The Maulers' attorney sent Bayfield County a letter, on May 28,1998, saying that the County had no right to have a trail through their property. The Mauler's, in August 1998, again barricaded the trail on both sides of their driveway.

A County Investigator visited Judith Mauler in August 1998 to determine what the trail user problems were and how to eliminate them.

The county offered to stop ATVs by installing gates and signs, on the trail, at both ends of their property and across their driveway at County E and at their yard entrance, east of the trail. We also suggested a 10-mph snowmobile speed limit through all of their property and we suggested changing the snowmobile trail Stop signs, at their driveway, to Slow signs to discourage riders stopping near their house, We also offered to erect a barrier wall between the trail and their house.

The Maulers rejected all these proposals.

On October 26,1998 Bayfield County filed suit against the Maulers. The Maulers agreed to remove the barricades for the coming snowmobile season, pending the outcome of the lawsuit.

The Maulers had previously suggested rerouting the trail further from their house and onto the highway right of way. The County wanted to consider that option and in February 1999, I was shown where the Maulers wanted the reroute. There are difficult erosion control problems for Fish Creek as the reroute descended the side of the high railroad embankment between their driveway and an 80-foot high, 280-foot long, bridge over South Fish Creek. The DNR required an engineered plan for the reroute and the County's Soil Conservation Specialist and I developed an acceptable plan, but the detailed cost estimate was $8,523.

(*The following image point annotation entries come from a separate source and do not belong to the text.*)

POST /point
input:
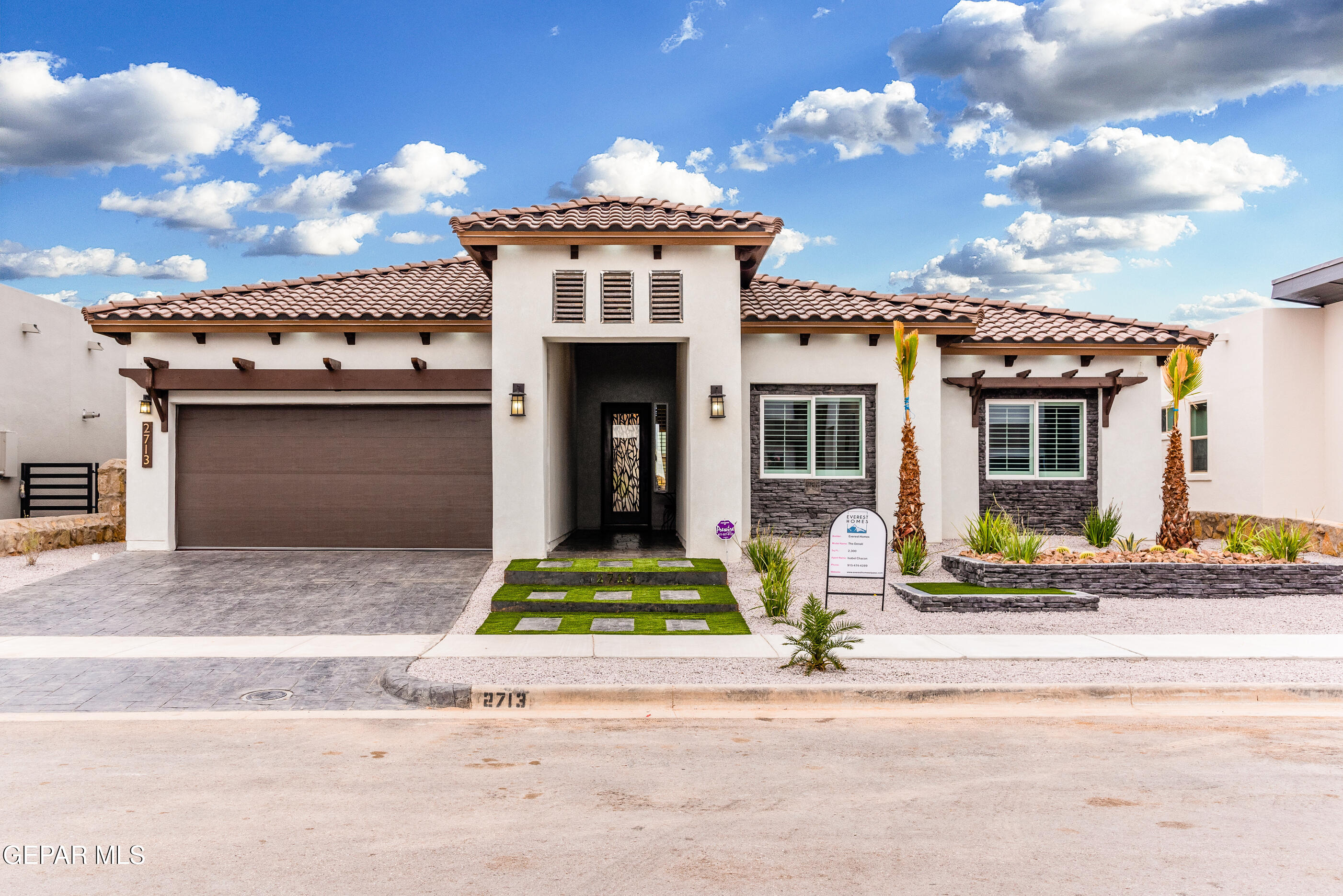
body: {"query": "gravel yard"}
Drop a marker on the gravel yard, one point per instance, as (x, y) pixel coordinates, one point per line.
(15, 571)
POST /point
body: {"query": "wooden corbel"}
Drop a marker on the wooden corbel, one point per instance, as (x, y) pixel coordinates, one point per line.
(1108, 394)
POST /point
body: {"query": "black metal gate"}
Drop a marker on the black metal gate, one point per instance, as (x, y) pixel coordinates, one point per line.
(65, 488)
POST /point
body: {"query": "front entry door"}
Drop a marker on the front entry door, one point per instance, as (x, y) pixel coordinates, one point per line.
(626, 465)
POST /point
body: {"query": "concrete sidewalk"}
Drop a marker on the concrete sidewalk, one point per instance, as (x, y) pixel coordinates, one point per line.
(763, 646)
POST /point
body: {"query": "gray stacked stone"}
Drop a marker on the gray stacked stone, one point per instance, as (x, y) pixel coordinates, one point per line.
(1155, 579)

The Tourism and Recreation Committee preferred the reroute to litigation. The Maulers, provided we used the highway right of way where the trail would be near their driveway, approved the plan. The Bayfield County Highway Department would not give an easement, but gave me verbal approval to use about 150 feet of highway right of way. We expected to use $8,523 of snowmobile funding for this reroute.

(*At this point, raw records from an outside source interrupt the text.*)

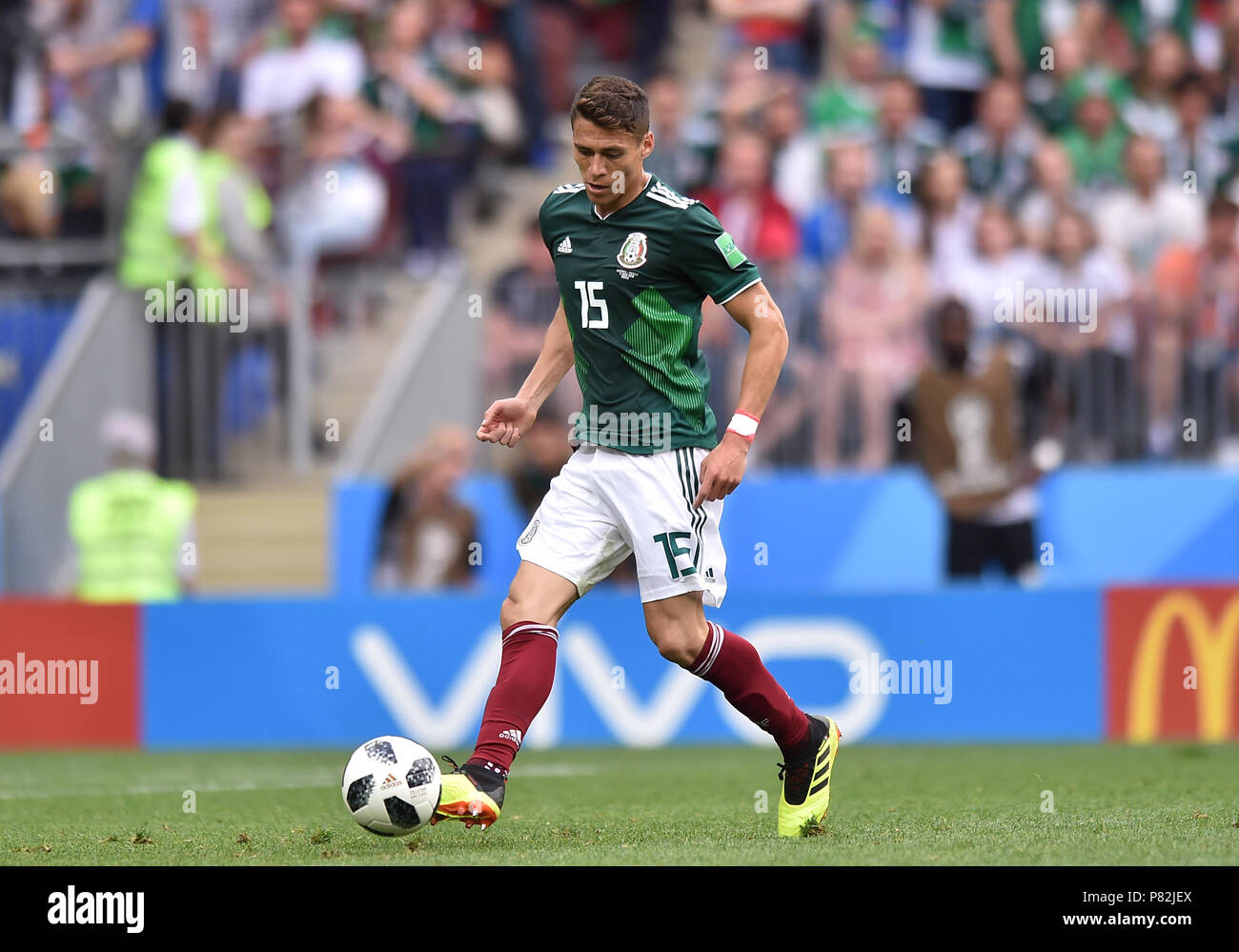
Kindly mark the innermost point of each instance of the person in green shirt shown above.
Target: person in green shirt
(1097, 136)
(132, 530)
(635, 260)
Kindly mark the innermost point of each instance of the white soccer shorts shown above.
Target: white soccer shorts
(605, 503)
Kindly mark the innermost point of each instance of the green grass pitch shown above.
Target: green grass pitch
(1169, 804)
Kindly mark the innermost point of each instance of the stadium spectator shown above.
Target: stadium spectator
(610, 26)
(337, 202)
(205, 42)
(847, 106)
(1048, 91)
(1196, 155)
(1095, 138)
(677, 159)
(1151, 111)
(412, 81)
(97, 54)
(1140, 219)
(234, 247)
(1196, 334)
(966, 437)
(797, 157)
(521, 303)
(132, 531)
(826, 231)
(994, 271)
(429, 537)
(1088, 333)
(870, 318)
(904, 138)
(744, 202)
(777, 26)
(999, 147)
(1053, 191)
(948, 213)
(946, 57)
(302, 57)
(787, 437)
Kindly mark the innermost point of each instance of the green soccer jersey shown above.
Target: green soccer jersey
(632, 285)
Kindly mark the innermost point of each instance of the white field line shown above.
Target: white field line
(302, 781)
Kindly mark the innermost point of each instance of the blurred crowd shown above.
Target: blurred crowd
(1066, 170)
(405, 99)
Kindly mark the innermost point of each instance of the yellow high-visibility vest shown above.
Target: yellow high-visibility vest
(128, 526)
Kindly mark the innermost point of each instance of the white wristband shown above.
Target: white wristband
(743, 424)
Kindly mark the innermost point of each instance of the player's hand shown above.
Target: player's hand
(722, 469)
(506, 421)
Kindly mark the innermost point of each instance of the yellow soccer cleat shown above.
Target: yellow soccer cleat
(802, 806)
(471, 794)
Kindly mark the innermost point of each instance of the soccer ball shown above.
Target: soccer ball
(392, 786)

A March 2,1999, letter from Mauler's attorney said they would only grant a 12-month easement, for this reroute. The County rejected this offer.

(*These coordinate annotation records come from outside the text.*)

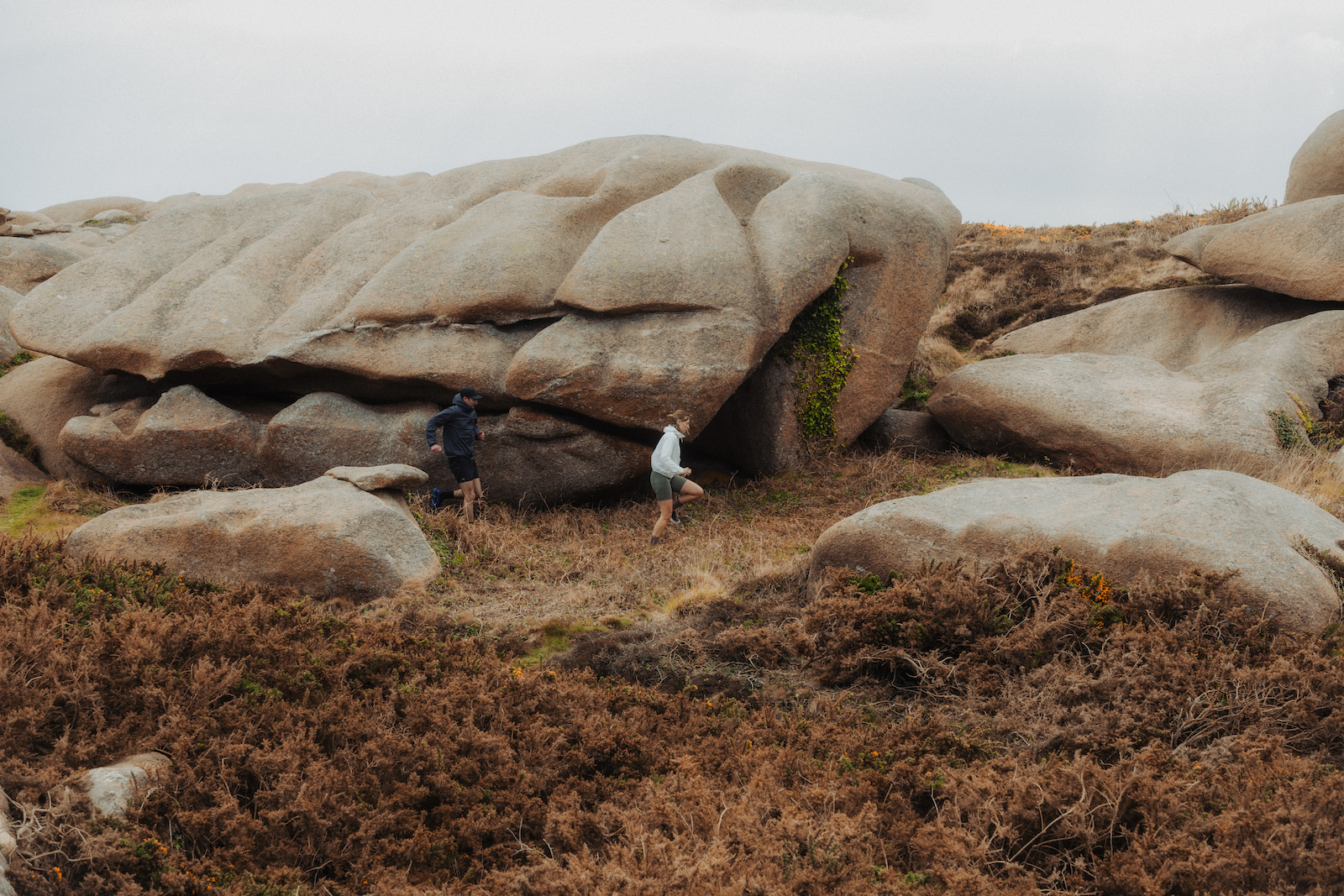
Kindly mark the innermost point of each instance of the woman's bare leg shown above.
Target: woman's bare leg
(470, 495)
(690, 492)
(664, 515)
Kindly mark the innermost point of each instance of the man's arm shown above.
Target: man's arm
(433, 426)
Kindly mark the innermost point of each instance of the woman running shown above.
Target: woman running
(669, 479)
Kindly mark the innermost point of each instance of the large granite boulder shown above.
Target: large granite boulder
(82, 210)
(1317, 170)
(1183, 399)
(327, 537)
(8, 298)
(1296, 249)
(24, 264)
(1175, 327)
(615, 280)
(1120, 526)
(186, 437)
(44, 396)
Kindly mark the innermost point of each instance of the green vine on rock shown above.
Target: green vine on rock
(823, 360)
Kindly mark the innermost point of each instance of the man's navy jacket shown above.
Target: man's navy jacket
(459, 422)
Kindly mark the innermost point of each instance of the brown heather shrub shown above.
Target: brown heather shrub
(1025, 728)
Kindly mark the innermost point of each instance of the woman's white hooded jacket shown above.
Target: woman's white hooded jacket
(667, 456)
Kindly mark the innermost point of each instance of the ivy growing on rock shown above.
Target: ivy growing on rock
(823, 359)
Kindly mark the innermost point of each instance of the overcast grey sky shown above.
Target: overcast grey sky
(1025, 113)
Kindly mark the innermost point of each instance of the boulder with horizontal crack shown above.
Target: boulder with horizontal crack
(328, 537)
(1152, 383)
(608, 282)
(1124, 527)
(186, 437)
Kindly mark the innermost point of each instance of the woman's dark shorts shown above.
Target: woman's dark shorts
(664, 488)
(464, 468)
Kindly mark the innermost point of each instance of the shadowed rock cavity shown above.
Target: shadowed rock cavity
(186, 437)
(616, 280)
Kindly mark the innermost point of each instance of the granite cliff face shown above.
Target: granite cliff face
(608, 282)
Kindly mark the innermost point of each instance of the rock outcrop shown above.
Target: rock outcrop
(186, 437)
(1296, 249)
(613, 281)
(1152, 383)
(8, 298)
(24, 264)
(112, 788)
(1122, 527)
(1317, 170)
(45, 394)
(327, 537)
(909, 432)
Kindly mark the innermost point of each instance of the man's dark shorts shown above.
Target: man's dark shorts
(464, 468)
(664, 488)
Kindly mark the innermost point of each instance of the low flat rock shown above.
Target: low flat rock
(1213, 407)
(326, 537)
(616, 280)
(1317, 170)
(112, 788)
(1296, 250)
(389, 476)
(1124, 527)
(1175, 327)
(24, 264)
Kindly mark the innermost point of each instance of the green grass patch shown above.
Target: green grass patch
(24, 510)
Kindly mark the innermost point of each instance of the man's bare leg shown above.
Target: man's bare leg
(470, 495)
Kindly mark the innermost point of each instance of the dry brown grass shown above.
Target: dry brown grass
(588, 564)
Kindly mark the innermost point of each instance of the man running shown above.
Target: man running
(460, 437)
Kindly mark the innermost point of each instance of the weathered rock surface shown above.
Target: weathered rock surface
(186, 437)
(1124, 527)
(617, 280)
(1126, 412)
(1296, 250)
(44, 396)
(81, 210)
(1317, 170)
(1173, 327)
(24, 264)
(8, 298)
(909, 432)
(389, 476)
(324, 537)
(111, 788)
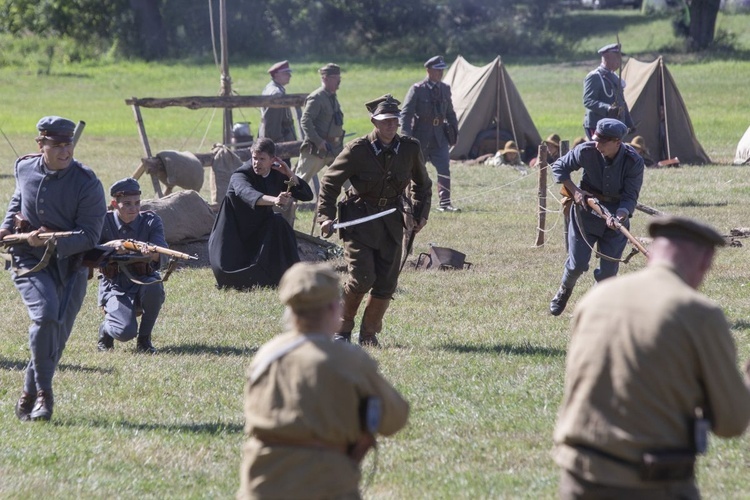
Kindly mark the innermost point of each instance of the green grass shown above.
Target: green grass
(475, 352)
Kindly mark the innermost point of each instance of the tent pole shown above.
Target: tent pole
(497, 109)
(507, 103)
(664, 106)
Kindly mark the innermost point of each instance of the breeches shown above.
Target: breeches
(120, 311)
(52, 306)
(608, 242)
(373, 270)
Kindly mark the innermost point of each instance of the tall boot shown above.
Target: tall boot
(372, 321)
(444, 195)
(350, 306)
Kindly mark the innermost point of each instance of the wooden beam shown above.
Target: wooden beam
(232, 101)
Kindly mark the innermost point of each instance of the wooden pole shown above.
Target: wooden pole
(226, 80)
(147, 150)
(542, 194)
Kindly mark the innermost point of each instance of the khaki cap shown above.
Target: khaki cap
(307, 286)
(674, 226)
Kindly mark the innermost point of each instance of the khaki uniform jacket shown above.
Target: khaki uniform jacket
(374, 174)
(323, 120)
(646, 349)
(276, 123)
(312, 393)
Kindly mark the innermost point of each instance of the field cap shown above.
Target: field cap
(306, 286)
(510, 147)
(609, 128)
(614, 48)
(554, 139)
(674, 226)
(436, 62)
(56, 128)
(330, 69)
(125, 187)
(279, 67)
(384, 107)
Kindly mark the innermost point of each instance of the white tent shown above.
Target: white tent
(742, 157)
(485, 99)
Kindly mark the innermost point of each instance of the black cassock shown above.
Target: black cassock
(250, 245)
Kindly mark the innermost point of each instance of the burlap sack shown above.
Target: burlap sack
(185, 214)
(181, 168)
(224, 164)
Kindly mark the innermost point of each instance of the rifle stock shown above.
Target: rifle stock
(135, 246)
(18, 238)
(602, 211)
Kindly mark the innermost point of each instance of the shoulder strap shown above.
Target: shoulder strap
(263, 364)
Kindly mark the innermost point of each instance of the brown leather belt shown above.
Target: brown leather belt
(304, 443)
(380, 202)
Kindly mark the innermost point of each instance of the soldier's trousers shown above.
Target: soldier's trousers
(373, 270)
(120, 311)
(607, 241)
(52, 304)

A March 11,1999, letter from their attorney then offered a 3-year easement followed by 1-year easements and the County must relinquish all claims to the right of way. This was declared their last offer and not negotiable. The County rejected this 3-year minimum offer.

A March 15,1999, County letter asked for a 10-year minimum easement. A March 16,1999, letter from their attorney rejected this County's 10-year easement proposal.

In the newspaper articles the Maulers say they feared an "Adverse Possession" claim from a 10-year easement.

I don't recall any subsequent Mauler offer of a 5-year easement, but there was no danger of an "adverse possession" claim.

I wonder if the Maulers would ever have renewed any easements, after looking at the history of these easement offers.

The Maulers' actions had forced the County to continue the lawsuit. The State Circuit Court ruled for the County in August 1999 and State Appeals and Supreme Court later upheld that decision.

This decision leaves control of the right of way with holders of Quitclaim right of way deeds until there is a decree of abandonment by a court of competent jurisdiction or an Act of Congress as defined by railroad Right of Way Abandonment laws. This is different than an ICC (now Surface transportation Board) "abandonment" which is legally permission to discontinue service and remove track etc. and does not fulfill the abandonment requirements of the Railroad Abandonment laws that apply to Land Grant Railroads.

The Maulers, subsequently, filed suit against Bayfield County, the Railroad, the Bureau of Land Management and the Title Insurance Company in Federal Court to upset these Quitclaim deeds and regain title to the right of way by arguing that the Right of Way Abandonment laws don't apply in Wisconsin.

I believe that Jon Erik Kinstad, has represented the Maulers in the State Appeals Court, State Supreme Court and Federal District Court at little or no cost to the Maulers because he, and possibly groups he supports, oppose the Federal railroad abandonment laws. Thomas Lindsey represented the Maulers in the first Circuit Court case.